= Karen Khachaturian =

Russian composer (1920-2011)

Karen Surenovich Khachaturian (Карэн Суренович Хачатурян, Կարեն Խաչատրյան; 19 September 1920 – 19 July 2011) was a Soviet and Russian composer of Armenian ethnicity, the nephew of composer Aram Khachaturian.

==Early life and education==
Karen Surenovich Khachaturian was born on 19 September 1920 in Moscow, the son of Suren Khachaturian, a theatrical director.

His studies under Genrikh Litinsky at the Moscow Conservatory were interrupted by a term of duty in the entertainment division of the Red Army. Resuming his studies in 1945, he worked with Dmitri Shostakovich and Nikolai Myaskovsky.

==Career and works==
In addition to a Violin Sonata (1947), his works include a Cello Sonata (1966), a String Quartet (1969), four symphonies (1955, 1968, 1982, 1991) and a ballet, Cipollino (1973), as well as various other orchestral works and music for the theater and films.

Rhythmic drive and a careful and idiomatic use of his instrumental forces characterize his compositions. He adopted a primarily tonal approach to composition. His works have been recorded by artists including David Oistrakh, Jascha Heifetz, Mstislav Rostropovich, and Vladimir Yampolsky. A recording of the opening of his first symphony was played in a lecture-demonstration given at the University of Warwick during the first academic year in which it had undergraduates (1965–1966), by Geoffrey Bush.

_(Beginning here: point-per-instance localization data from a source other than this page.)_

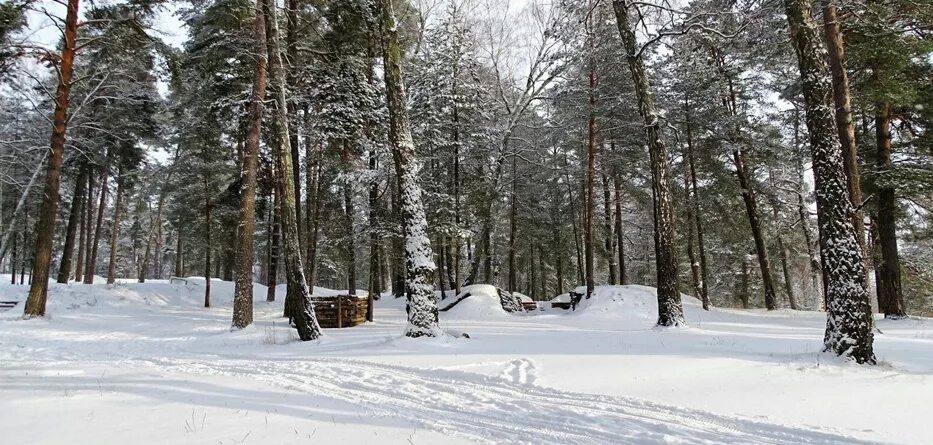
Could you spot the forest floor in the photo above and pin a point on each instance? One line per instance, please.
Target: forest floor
(145, 363)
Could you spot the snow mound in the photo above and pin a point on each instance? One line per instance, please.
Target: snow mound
(476, 301)
(629, 302)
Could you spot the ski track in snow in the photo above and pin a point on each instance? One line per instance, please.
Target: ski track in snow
(506, 409)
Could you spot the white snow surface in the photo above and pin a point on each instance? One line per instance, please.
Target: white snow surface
(148, 362)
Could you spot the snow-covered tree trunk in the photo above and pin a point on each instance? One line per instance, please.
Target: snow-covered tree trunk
(87, 209)
(832, 32)
(754, 222)
(890, 291)
(698, 266)
(419, 264)
(303, 316)
(243, 276)
(670, 307)
(849, 320)
(45, 229)
(90, 263)
(74, 216)
(115, 226)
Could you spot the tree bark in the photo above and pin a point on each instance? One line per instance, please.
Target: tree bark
(208, 207)
(115, 228)
(754, 222)
(77, 209)
(45, 229)
(670, 307)
(890, 293)
(694, 204)
(845, 126)
(620, 235)
(608, 226)
(303, 316)
(90, 264)
(422, 306)
(849, 320)
(243, 277)
(589, 208)
(87, 210)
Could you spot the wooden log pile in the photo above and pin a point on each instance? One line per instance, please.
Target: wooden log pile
(340, 311)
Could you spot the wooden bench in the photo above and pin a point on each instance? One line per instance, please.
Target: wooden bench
(530, 305)
(340, 311)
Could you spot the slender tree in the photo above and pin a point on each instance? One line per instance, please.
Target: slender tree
(243, 277)
(419, 285)
(45, 229)
(670, 307)
(303, 316)
(849, 321)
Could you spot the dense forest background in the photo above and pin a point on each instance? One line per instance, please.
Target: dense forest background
(534, 167)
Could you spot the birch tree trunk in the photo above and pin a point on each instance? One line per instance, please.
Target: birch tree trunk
(243, 277)
(845, 126)
(670, 307)
(419, 264)
(890, 292)
(86, 212)
(115, 228)
(849, 320)
(45, 229)
(303, 316)
(90, 263)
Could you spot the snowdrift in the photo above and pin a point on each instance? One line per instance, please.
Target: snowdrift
(481, 301)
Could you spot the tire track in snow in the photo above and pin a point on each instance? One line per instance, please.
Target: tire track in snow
(502, 410)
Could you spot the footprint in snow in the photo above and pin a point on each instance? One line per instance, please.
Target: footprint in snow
(521, 371)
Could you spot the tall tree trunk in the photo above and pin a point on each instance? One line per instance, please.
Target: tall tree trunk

From 1952 to 2011 he taught at the Moscow Conservatory (since 1981 - professor). Among his students were A. Tchaikovsky, Alfred Schnittke, Sofia Gubaidulina, A. Baltin, A. Vieru (Romania), N. Terahara (Japan), Kang San U (PRC), V. Babushkin, V. Polyansky, Ashot Ariyan and many others.

==Works==
- String trio for violin, viola, and cello
- Violin Sonata, in G minor, Op. 1 composed in 1947. (for Leonid Kogan) – recorded by J. Heifetz and L. Steuber for RCA Victor Gold in 1966. n. of disc is – (GD87872)
- Cello Sonata, dedicated to Mstislav Rostropovich. First performed January 10, 1967
- String quartet.
- Trio for Violin, Horn and Piano
- 4 symphonies (as noted above)
- Viy
- Cipollino, ballet in 3 acts (1973)

==Awards==
Khachaturian was awarded the Order "For Merit to the Fatherland", 4th class (2007), the Order of Honour (2000) and the Order of Friendship (1995). He was awarded the title People's Artist of the RSFSR (1981) and the USSR State Prize (1976, for the ballet "Cipollino") and the State Prize of the Russian Federation (2001). He also received the Diploma of the Russian Federation President (6 March 2011 – for great contribution to the development of national culture and the many years of creative activity) and the Moscow City Hall prize (1999).